Large language models (LLMs) have been shown to be able to perform new tasks based on a few demonstrations or natural language instructions. While these capabilities have led to widespread adoption, most LLMs are developed by resource-rich organizations and are frequently kept from the public. As a step towards democratizing this powerful technology, we present BLOOM, a 176B-parameter open-access language model designed and built thanks to a collaboration of hundreds of researchers. BLOOM is a decoder-only Transformer language model that was trained on the ROOTS corpus, a dataset comprising hundreds of sources in 46 natural and 13 programming languages (59 in total). We find that BLOOM achieves competitive performance on a wide variety of benchmarks, with stronger results after undergoing multitask prompted finetuning. To facilitate future research and applications using LLMs, we publicly release our models and code under the Responsible AI License.

我们提出了Blenderbot 3，这是一个175B参数对话模型，能够通过访问Internet和长期内存进行开放域对话，并接受了大量用户定义的任务的培训。我们同时发布了模型权重和代码，还将模型部署在公共网页上，以与有机用户进行交互。该技术报告描述了该模型的构建方式（建筑，模型和培训计划）以及其部署的细节，包括安全机制。人类评估表明，它优于现有的开放域对话代理，包括其前身（Roller等，2021； Komeili等，2022）。最后，我们使用部署收集的数据详细介绍了持续学习的计划，该数据也将公开发布。因此，该研究计划的目标是使社区能够研究通过互动学习的不断改进的负责任的代理商。

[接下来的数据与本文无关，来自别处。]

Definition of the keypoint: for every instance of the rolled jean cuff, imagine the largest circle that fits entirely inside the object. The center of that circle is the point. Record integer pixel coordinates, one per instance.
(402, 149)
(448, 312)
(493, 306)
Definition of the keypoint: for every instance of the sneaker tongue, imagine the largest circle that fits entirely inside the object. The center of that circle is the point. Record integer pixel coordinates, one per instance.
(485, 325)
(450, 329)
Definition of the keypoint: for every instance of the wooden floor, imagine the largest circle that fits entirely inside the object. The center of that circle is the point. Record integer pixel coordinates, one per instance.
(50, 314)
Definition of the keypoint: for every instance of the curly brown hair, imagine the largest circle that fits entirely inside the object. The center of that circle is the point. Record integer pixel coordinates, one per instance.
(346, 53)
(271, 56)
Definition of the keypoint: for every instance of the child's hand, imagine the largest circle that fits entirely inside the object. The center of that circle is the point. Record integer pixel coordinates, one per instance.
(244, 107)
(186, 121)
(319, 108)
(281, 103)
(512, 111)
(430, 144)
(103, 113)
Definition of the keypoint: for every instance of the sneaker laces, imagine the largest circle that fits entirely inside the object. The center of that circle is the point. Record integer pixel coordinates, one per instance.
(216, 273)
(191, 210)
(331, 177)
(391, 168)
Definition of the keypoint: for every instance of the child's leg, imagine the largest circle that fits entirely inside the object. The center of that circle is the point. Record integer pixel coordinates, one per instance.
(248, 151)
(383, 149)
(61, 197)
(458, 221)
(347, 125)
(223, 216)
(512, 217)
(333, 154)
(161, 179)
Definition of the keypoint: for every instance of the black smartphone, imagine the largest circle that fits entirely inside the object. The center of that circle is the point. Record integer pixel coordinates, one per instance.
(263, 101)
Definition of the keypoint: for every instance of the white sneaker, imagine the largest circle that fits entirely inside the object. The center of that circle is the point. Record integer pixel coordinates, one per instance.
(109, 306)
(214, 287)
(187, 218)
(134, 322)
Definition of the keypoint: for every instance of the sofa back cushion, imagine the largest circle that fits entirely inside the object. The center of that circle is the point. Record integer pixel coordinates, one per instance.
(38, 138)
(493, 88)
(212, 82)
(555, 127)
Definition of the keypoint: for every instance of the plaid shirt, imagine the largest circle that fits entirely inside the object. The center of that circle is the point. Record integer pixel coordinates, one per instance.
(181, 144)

单像素成像（SPI）是一种新型成像技术，其工作原理基于压缩感（CS）理论。在SPI中，数据是通过一系列压缩测量获得的，并重建了相应的图像。通常，重建算法（例如基础追求）依赖于图像中的稀疏性假设。但是，深度学习的最新进展发现了其在重建CS图像中的用途。尽管在模拟中显示出令人鼓舞的结果，但通常不清楚如何在实际的SPI设置中实现这种算法。在本文中，我们证明了对SPI图像的重建以及块压缩感（BCS）的重建。我们还提出了一个基于卷积神经网络的新型重建模型，该模型优于其他竞争性CS重建算法。此外，通过将BCS合并到我们的深度学习模型中，我们能够重建以上图像大小以上的任何大小的图像。此外，我们表明我们的模型能够重建从SPI设置获得的图像，同时接受自然图像进行训练，这可能与SPI图像大不相同。这为CS重建来自各个领域的图像重建的深度学习模型的可行性打开了机会。

语言模型既展示了定量的改进，又展示了新的定性功能，随着规模的增加。尽管它们具有潜在的变革性影响，但这些新能力的特征却很差。为了为未来的研究提供信息，为破坏性的新模型能力做准备，并改善社会有害的效果，至关重要的是，我们必须了解目前和近乎未来的能力和语言模型的局限性。为了应对这一挑战，我们介绍了超越模仿游戏基准（Big Bench）。 Big Bench目前由204个任务组成，由132家机构的442位作者贡献。任务主题是多样的，从语言学，儿童发展，数学，常识性推理，生物学，物理学，社会偏见，软件开发等等。 Big-Bench专注于被认为超出当前语言模型的功能的任务。我们评估了OpenAI的GPT型号，Google内部密集变压器体系结构和大型基础上的开关稀疏变压器的行为，跨越了数百万到数十亿个参数。此外，一个人类专家评估者团队执行了所有任务，以提供强大的基准。研究结果包括：模型性能和校准都随规模改善，但绝对的术语（以及与评估者的性能相比）；在模型类中的性能非常相似，尽管带有稀疏性。逐渐和预测的任务通常涉及大量知识或记忆成分，而在临界规模上表现出“突破性”行为的任务通常涉及多个步骤或组成部分或脆性指标；社交偏见通常会随着含糊不清的环境而随着规模而增加，但这可以通过提示来改善。